Que el más grande de entre ustedes se haga servidor de los otros,
porque el que se ensalza será humillado, y el que se humilla será ensalzado". 

COMENTARIO:

  En este Evangelio de san Mateo, Jesús nos previene contra esa actitud que habían adoptado muchos de los escribas y fariseos, que enseñaban la Ley; y que consistía en decir, pero no en hacer. En conocer la teoría, pero ser incapaces de llevarla a la práctica; y, además, en cargar a los demás con unas obligaciones –totalmente innecesarias- que ni el propio Dios había dado. Evidentemente, el Señor no condena en general a todos los doctores de la Ley, porque algunos de ellos serán fieles seguidores del mensaje cristiano y, posteriormente, enseñarán los misterios del Reino.

  Nunca debemos olvidar que las promesas divinas del Antiguo Testamento, se han cumplido en el pueblo cristiano, la Iglesia; del que fue imagen y figura, el pueblo de Israel. Por eso, durante mucho tiempo fueron considerados los receptores del mensaje mosaico; ya que todos los discípulos –incluidos los Apóstoles- y el propio Cristo –el Mesías- pertenecían al pueblo escogido. Rezaban y participaban del culto en las sinagogas –salvo el Banquete Eucarístico, que se realizaba en las casas particulares, porque era el alimento específico de aquellos que habían recibido el Bautismo de Jesús- y se sentían totalmente judíos y herederos de la Alianza. Fue en Antioquía, si recordáis, donde recibimos el apelativo de cristianos y abrimos al mundo el mensaje de la salvación que, erróneamente, se encontraba centrado en unos pocos escogidos. El Espíritu Santo iluminó a los Apóstoles para que pudieran advertir que la finalidad de Israel, había sido dar al mundo un Redentor: que rescató a todo el género humano. La Misericordia divina jamás hubiera hecho acepción de personas; por eso para Dios, la liberación de los hombres debía estar abierta a todos los que, a través de su voluntad, decidieran alcanzarla.

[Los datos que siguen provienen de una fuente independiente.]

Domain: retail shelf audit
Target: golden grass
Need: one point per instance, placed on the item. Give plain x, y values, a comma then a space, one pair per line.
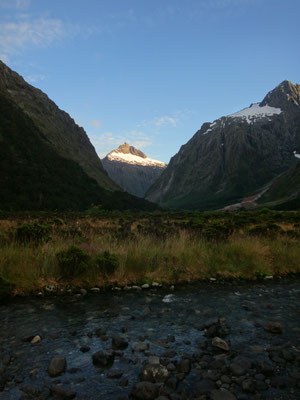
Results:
144, 258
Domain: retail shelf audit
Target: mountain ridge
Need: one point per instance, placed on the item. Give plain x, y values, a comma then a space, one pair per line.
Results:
235, 156
132, 169
61, 131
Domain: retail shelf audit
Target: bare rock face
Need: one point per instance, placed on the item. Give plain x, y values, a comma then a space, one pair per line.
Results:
235, 157
131, 169
60, 130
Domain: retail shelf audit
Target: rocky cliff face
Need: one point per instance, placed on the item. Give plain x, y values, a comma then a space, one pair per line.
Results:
235, 156
132, 169
59, 129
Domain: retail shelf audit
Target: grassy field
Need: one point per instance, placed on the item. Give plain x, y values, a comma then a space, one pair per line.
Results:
111, 248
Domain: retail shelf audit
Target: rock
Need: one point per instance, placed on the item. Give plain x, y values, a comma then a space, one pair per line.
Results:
57, 366
220, 343
154, 373
169, 354
248, 385
123, 382
31, 390
201, 343
273, 327
101, 332
62, 393
103, 358
114, 374
222, 394
145, 286
6, 359
141, 346
204, 387
145, 391
85, 348
119, 342
265, 368
288, 355
153, 360
36, 339
185, 366
237, 369
95, 290
169, 298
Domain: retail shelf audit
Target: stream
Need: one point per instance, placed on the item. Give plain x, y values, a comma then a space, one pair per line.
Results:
155, 343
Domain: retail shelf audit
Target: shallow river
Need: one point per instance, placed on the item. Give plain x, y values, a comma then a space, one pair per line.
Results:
156, 322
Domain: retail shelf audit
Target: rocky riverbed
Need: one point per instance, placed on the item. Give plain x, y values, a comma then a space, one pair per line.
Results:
206, 341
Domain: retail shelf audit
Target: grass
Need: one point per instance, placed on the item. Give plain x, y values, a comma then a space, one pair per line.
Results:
170, 250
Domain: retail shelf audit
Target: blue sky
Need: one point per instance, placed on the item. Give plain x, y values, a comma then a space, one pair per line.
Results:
150, 72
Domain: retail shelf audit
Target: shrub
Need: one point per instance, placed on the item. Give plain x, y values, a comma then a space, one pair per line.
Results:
72, 261
217, 231
5, 287
35, 233
107, 262
268, 230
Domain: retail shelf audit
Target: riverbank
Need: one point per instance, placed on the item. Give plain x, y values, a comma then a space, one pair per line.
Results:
55, 254
203, 341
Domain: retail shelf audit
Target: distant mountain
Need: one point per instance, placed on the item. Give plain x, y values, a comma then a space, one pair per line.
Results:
58, 128
132, 169
48, 168
236, 156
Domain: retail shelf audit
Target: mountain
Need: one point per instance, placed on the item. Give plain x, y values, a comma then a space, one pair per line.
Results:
284, 192
58, 128
236, 156
132, 169
38, 172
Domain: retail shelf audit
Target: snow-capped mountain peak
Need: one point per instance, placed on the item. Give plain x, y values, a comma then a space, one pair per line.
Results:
130, 155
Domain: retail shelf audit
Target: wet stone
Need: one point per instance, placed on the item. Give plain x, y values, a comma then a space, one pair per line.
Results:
119, 342
220, 344
103, 358
145, 391
185, 366
273, 327
222, 394
62, 393
114, 374
154, 373
57, 366
85, 348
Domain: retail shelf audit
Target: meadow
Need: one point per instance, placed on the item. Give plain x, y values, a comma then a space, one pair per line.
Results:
110, 248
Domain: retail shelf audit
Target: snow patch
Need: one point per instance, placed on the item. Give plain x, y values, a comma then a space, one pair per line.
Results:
255, 112
296, 154
132, 159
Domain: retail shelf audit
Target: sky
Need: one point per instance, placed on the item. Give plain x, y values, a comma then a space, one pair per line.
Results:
151, 72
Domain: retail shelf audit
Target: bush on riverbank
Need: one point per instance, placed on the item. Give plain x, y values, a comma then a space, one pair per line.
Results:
145, 247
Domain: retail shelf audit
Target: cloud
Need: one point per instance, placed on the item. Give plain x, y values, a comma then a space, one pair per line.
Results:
15, 36
35, 78
165, 121
108, 141
95, 123
15, 4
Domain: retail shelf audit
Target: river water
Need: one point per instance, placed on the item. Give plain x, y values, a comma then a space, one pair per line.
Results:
163, 320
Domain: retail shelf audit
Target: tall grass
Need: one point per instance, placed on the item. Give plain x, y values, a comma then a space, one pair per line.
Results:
142, 257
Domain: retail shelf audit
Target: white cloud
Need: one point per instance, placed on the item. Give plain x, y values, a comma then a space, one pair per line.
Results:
108, 141
165, 120
15, 4
35, 78
15, 36
95, 123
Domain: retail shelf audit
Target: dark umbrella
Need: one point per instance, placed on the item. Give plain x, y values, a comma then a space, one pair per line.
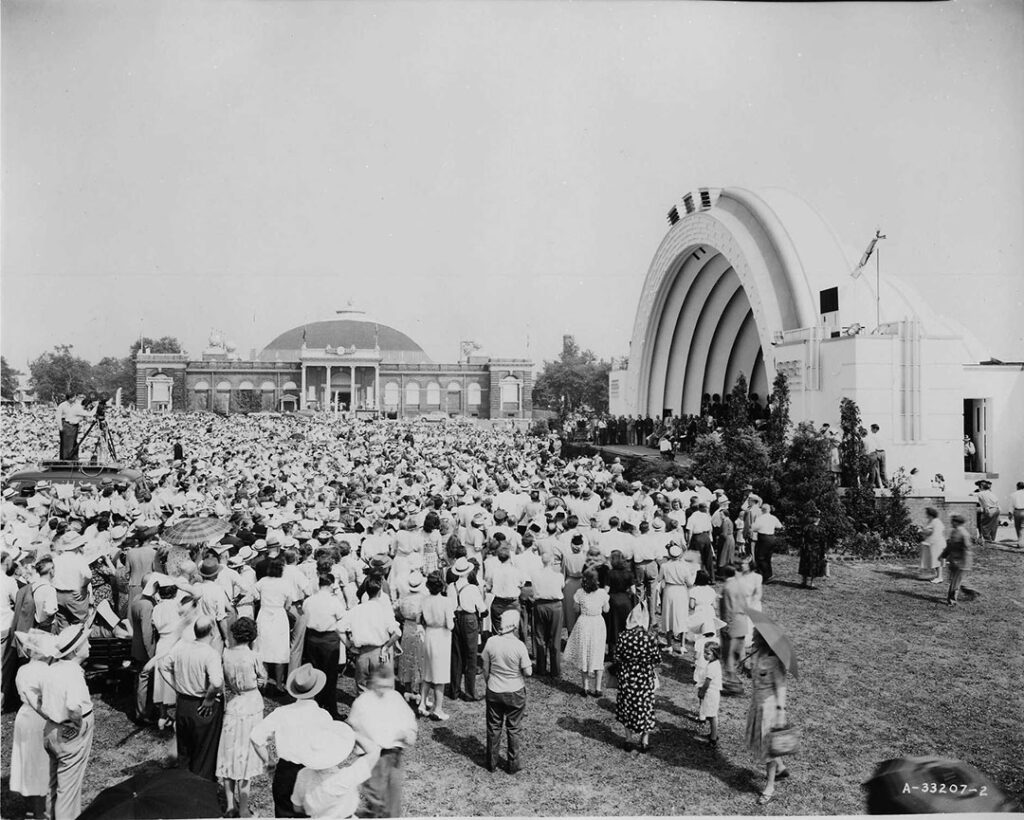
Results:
196, 530
167, 793
776, 639
933, 785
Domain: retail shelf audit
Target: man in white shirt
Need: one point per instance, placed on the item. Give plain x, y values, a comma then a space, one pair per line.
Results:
763, 531
382, 715
292, 727
548, 616
1017, 509
325, 612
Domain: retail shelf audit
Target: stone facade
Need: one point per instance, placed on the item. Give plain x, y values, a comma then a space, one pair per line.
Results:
471, 389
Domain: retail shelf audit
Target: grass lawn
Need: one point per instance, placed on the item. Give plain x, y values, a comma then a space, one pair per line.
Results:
887, 670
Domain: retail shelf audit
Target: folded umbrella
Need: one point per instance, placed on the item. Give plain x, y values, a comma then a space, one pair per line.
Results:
776, 639
167, 793
196, 530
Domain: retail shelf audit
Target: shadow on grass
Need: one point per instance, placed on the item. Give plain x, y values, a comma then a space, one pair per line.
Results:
13, 804
469, 746
931, 599
679, 748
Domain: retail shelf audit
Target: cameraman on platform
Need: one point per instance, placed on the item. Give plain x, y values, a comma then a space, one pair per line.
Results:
70, 416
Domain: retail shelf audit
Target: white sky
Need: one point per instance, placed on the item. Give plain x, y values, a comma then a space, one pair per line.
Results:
492, 171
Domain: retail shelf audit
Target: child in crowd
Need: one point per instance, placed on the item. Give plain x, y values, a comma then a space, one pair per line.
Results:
710, 689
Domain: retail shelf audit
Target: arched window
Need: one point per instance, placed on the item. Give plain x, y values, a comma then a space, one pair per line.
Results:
510, 392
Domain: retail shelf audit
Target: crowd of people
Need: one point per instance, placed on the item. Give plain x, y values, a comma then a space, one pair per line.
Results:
421, 557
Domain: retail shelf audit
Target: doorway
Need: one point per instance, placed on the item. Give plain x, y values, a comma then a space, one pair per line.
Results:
976, 436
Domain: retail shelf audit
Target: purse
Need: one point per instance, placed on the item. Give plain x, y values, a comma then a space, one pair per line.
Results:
783, 740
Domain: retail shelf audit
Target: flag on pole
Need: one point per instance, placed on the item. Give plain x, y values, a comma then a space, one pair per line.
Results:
867, 254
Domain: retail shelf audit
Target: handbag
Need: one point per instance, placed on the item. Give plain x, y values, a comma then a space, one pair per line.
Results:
783, 740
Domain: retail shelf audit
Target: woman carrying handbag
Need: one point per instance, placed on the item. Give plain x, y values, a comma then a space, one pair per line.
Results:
767, 713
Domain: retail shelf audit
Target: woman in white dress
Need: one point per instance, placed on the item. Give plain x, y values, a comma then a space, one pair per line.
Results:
586, 646
273, 640
676, 577
437, 616
934, 543
30, 765
167, 622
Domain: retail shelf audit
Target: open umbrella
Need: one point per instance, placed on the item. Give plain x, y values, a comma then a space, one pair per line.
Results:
776, 639
167, 793
196, 530
933, 785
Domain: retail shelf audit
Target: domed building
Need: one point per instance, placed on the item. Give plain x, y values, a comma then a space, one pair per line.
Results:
348, 363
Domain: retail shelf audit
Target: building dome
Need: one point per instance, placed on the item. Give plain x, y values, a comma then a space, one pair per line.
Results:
348, 329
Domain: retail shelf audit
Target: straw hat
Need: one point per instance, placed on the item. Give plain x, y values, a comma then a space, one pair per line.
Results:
328, 745
462, 567
305, 683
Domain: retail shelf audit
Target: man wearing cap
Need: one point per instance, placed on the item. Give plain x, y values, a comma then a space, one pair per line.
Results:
469, 608
142, 646
71, 578
64, 701
194, 671
988, 511
371, 631
506, 665
292, 728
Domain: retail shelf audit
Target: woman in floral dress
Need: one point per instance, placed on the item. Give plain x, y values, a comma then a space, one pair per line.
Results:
408, 610
238, 762
637, 655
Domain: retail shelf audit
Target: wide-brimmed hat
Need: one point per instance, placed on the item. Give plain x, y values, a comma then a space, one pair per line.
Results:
462, 567
327, 746
70, 640
243, 555
305, 683
210, 567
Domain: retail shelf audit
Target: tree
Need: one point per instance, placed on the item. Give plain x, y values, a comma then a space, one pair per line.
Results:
778, 424
58, 373
807, 488
732, 460
577, 379
8, 379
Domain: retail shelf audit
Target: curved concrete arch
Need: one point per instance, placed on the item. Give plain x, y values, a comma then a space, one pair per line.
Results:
670, 304
780, 252
743, 351
713, 269
704, 335
725, 333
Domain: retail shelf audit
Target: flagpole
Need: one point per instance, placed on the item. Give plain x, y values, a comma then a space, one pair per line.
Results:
878, 289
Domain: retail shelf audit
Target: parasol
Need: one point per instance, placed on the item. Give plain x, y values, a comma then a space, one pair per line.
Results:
167, 793
933, 785
196, 530
776, 639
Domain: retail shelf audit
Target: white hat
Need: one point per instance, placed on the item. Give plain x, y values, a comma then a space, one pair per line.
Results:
327, 746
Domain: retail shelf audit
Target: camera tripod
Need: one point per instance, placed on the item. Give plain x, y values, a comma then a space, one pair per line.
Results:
103, 451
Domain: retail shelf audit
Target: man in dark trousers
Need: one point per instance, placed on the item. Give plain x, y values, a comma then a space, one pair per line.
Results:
194, 670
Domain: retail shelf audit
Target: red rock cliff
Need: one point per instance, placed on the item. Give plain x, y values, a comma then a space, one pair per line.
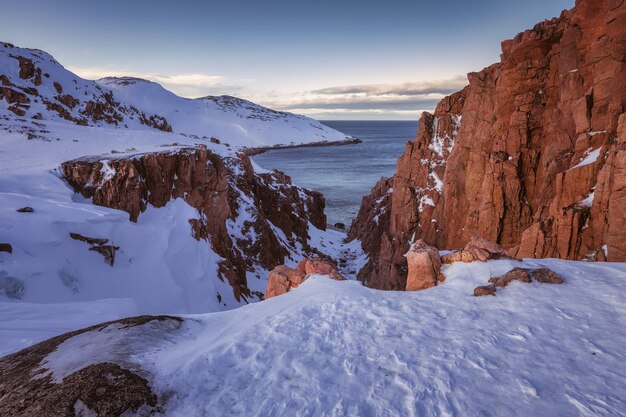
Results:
240, 213
531, 154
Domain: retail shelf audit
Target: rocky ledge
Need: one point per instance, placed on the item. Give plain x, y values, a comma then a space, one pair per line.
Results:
240, 212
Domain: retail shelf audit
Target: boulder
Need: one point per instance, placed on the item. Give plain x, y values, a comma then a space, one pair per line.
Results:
515, 274
98, 245
547, 276
319, 266
477, 249
424, 266
282, 279
484, 290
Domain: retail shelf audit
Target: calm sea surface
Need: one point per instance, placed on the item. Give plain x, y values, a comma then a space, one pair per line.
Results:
344, 174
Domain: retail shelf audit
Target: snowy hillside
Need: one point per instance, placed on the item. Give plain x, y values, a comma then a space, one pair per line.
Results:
37, 87
160, 263
232, 120
338, 348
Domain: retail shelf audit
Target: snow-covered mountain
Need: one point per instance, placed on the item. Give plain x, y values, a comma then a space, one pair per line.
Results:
36, 87
183, 220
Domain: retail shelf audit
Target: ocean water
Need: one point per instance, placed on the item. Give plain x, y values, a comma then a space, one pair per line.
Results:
344, 174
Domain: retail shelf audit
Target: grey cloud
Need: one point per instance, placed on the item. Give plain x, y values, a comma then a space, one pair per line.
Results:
402, 89
357, 104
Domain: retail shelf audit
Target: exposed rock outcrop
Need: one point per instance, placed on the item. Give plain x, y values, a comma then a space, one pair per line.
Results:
225, 192
102, 389
542, 275
477, 249
530, 155
282, 278
515, 274
424, 265
484, 290
319, 266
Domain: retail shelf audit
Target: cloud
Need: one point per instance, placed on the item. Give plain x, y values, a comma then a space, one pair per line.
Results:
186, 85
403, 89
400, 99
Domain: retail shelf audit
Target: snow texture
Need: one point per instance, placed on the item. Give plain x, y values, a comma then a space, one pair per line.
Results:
337, 348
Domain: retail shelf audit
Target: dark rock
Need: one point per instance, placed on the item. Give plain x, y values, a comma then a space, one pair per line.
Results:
515, 274
106, 389
484, 290
90, 240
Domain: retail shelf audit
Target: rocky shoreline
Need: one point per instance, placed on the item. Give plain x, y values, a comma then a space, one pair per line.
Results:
263, 149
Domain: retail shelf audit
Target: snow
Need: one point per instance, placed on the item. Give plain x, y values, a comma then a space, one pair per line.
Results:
23, 324
338, 348
590, 157
173, 273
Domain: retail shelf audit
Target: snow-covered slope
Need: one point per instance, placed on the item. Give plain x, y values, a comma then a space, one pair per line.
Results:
334, 348
231, 119
35, 86
49, 116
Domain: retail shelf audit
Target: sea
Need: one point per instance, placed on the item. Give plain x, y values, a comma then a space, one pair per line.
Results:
344, 174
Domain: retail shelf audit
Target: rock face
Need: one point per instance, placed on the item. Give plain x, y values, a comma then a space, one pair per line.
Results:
282, 278
319, 266
225, 192
424, 265
477, 249
530, 155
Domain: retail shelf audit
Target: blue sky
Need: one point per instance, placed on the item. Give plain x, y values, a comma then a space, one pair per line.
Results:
327, 59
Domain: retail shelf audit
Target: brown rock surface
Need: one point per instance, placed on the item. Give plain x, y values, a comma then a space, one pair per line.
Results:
107, 389
319, 266
515, 274
424, 265
484, 290
215, 188
282, 279
477, 249
501, 159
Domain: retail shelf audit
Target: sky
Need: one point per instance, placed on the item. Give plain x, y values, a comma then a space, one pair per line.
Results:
341, 59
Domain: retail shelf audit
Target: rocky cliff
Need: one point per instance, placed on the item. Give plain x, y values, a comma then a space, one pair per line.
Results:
531, 154
254, 221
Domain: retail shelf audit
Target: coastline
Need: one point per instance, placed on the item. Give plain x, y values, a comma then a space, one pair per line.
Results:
263, 149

  Ahora bien, en el texto también podemos observar cómo Jesús lanza unas duras acusaciones a todos los que teniendo una responsabilidad mayor, por el cargo que ocupaban, desarrollaron una conducta que estaba más interesada en aparentar que en vivir de acuerdo con la Verdad. Ahora y aquí, nos dice a nosotros que todos aquellos que en las aguas bautismales hemos recibido la filiación divina, y en Cristo nos hemos hecho hijos de Dios, tenemos delante de nuestros hermanos un compromiso ineludible en la tarea de la recristianización. Somos, porque así lo hemos decidido, el medio que el Padre utiliza para enseñar a sus hijos el camino de vuelta al Hogar. Y seremos juzgados si, por culpa nuestra, los demás se pierden en el bosque del error, la mentira y la muerte eterna.

  El Maestro nos insiste para que no actuemos como muchos que “dicen, pero no hacen”, ya que de cada uno, hablarán sus obras. Seremos conocidos, por nuestras actuaciones y ellas darán testimonio de nosotros, ante los demás. La doctrina cristiana siempre ha entrado en el alma de los hombres, por esa “ósmosis” que fomenta el buen ejemplo. Ya que es inútil dar un consejo inmejorable, si nosotros somos incapaces de cumplirlo.


  Y nos dice el Señor que lo primero que debe mover el alma de un cristiano, es la caridad y la humildad; unidas ambas virtudes en el  servicio a los demás. Por eso nos advierte el Maestro, ante el deseo de recibir honores y aceptar como propio un valor que proviene de la Gracia divina, contra ese orgullo que nos impide llevar a buen término la misión encomendada. Ya que al insistir en que no aceptemos títulos, nos indica de una forma muy gráfica, que sus discípulos deben huir de la soberbia del honor y entregarse a cumplir la voluntad de Dios. Que podemos ser directivos, rectores, políticos, médicos, labradores o asistentes del hogar; pero todos, absolutamente todos, tenemos una finalidad común que no es otra que, como siervos de Dios, servir a su Gloria para el bien de nuestros hermanos. Olvidar esto es haber perdido el sentido de nuestra vida; es haber extraviado el motivo de nuestro existir. Es, simplemente, permanecer en el error y ¡Cristo no murió para eso!